Most studies of test accuracy compare the test against contemporaneous reference standards (in this case, clinical dementia diagnosis). An alternative is to describe the test properties for detection of early, 'pre-clinical' problems that are formally diagnosed during prospective, longitudinal follow-up. This delayed verification approach is commonly employed in studies describing properties of dementia biomarkers, but may have utility for other test strategies such as informant interview.
Rationale
There is no consensus on the optimal initial assessment for dementia, and choice is currently dictated by experience with a particular instrument, time constraints and training. A better understanding of the diagnostic properties of various strategies would allow for an informed approach to testing. Critical evaluation of the evidence base for screening tests or other diagnostic markers is of major importance.
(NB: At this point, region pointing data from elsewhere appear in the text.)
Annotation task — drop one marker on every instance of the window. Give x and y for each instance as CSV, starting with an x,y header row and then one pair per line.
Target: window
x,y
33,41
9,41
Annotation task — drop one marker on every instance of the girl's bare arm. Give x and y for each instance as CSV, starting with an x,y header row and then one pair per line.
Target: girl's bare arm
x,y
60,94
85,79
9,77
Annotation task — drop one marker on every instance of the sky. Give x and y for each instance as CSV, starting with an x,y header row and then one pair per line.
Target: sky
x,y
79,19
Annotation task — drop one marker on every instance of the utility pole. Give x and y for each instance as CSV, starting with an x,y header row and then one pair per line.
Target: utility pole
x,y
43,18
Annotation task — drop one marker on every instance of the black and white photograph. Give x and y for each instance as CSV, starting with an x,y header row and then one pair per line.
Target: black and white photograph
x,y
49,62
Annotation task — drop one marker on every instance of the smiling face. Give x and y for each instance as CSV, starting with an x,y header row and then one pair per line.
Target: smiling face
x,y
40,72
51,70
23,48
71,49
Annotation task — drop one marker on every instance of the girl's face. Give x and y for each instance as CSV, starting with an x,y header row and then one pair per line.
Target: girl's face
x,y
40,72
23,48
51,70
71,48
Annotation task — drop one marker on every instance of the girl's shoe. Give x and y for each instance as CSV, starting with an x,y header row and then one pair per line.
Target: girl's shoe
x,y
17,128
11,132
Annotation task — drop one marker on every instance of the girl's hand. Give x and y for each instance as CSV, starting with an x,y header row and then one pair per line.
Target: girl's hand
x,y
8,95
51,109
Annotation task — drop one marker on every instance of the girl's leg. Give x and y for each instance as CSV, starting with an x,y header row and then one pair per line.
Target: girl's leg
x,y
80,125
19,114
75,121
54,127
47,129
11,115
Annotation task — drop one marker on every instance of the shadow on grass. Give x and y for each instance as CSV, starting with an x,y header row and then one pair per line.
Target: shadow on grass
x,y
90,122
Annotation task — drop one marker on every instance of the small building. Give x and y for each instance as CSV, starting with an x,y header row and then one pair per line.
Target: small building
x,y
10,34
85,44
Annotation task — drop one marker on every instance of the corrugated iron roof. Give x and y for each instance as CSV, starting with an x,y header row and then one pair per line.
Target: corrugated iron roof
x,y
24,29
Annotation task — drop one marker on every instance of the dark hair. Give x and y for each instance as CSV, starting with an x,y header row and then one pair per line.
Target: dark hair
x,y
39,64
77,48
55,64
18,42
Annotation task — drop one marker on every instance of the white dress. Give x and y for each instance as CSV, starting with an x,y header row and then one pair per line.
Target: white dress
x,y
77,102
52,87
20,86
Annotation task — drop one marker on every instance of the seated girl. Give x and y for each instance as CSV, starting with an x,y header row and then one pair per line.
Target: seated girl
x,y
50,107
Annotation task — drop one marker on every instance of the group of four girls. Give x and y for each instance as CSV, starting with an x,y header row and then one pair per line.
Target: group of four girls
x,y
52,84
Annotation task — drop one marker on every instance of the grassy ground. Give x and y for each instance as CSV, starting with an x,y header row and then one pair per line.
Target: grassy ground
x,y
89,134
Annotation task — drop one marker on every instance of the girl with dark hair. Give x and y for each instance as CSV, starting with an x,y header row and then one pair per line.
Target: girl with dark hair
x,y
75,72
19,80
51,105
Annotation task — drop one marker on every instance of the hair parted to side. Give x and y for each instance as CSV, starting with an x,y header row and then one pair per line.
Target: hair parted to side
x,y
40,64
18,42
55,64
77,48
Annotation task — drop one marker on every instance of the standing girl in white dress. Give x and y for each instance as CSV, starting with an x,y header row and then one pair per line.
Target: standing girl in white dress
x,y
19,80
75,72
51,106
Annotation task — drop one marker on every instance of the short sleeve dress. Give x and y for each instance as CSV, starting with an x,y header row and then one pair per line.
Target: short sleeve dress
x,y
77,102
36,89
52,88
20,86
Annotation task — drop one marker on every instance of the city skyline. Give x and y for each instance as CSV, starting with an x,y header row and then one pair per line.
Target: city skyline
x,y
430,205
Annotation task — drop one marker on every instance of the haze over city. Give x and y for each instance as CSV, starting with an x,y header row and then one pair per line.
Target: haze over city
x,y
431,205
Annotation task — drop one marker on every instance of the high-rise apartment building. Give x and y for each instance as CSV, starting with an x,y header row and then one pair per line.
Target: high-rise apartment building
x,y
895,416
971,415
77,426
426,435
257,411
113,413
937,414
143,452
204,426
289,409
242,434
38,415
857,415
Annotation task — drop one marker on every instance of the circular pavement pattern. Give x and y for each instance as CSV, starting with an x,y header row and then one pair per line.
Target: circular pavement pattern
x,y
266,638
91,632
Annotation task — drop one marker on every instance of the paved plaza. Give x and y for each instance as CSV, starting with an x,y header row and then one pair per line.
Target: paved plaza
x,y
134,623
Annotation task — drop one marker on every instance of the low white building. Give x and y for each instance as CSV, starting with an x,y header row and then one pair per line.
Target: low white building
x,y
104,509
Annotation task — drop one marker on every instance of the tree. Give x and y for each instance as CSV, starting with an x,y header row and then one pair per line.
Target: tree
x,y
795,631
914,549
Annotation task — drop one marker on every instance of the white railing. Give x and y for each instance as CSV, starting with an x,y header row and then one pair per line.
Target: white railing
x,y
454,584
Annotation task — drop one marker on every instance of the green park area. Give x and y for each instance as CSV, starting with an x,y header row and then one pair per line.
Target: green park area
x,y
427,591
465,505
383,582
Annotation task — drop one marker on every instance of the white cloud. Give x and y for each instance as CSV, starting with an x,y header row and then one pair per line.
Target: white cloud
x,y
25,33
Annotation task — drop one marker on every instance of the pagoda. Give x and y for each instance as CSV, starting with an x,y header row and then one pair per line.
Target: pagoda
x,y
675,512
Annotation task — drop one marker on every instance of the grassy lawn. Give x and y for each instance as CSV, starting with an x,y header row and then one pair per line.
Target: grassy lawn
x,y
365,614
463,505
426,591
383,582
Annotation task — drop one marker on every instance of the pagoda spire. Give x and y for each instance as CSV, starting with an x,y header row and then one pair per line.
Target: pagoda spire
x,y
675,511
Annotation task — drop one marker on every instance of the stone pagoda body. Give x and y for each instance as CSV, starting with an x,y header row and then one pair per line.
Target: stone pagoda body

Without a robust synthesis of the available information there is the risk that future research, clinical practice and policy will be built on erroneous assumptions about diagnostic validity.
AD-8 is commonly used in practice and research; it is used internationally and is one of only a few validated informant-based screening/diagnostic tools. A literature describing the test accuracy of AD-8 in different settings is available, although some of these studies have been modest in size. Thus systematic review and, if possible, meta-analysis of the diagnostic properties of AD-8 is warranted.
This review will form part of a body of work describing the diagnostic properties of commonly-used dementia tools (Appendix 4). At present we are conducting single-test reviews and meta-analyses. However the intention is then to collate these data, performing an overview allowing comparison of various test strategies.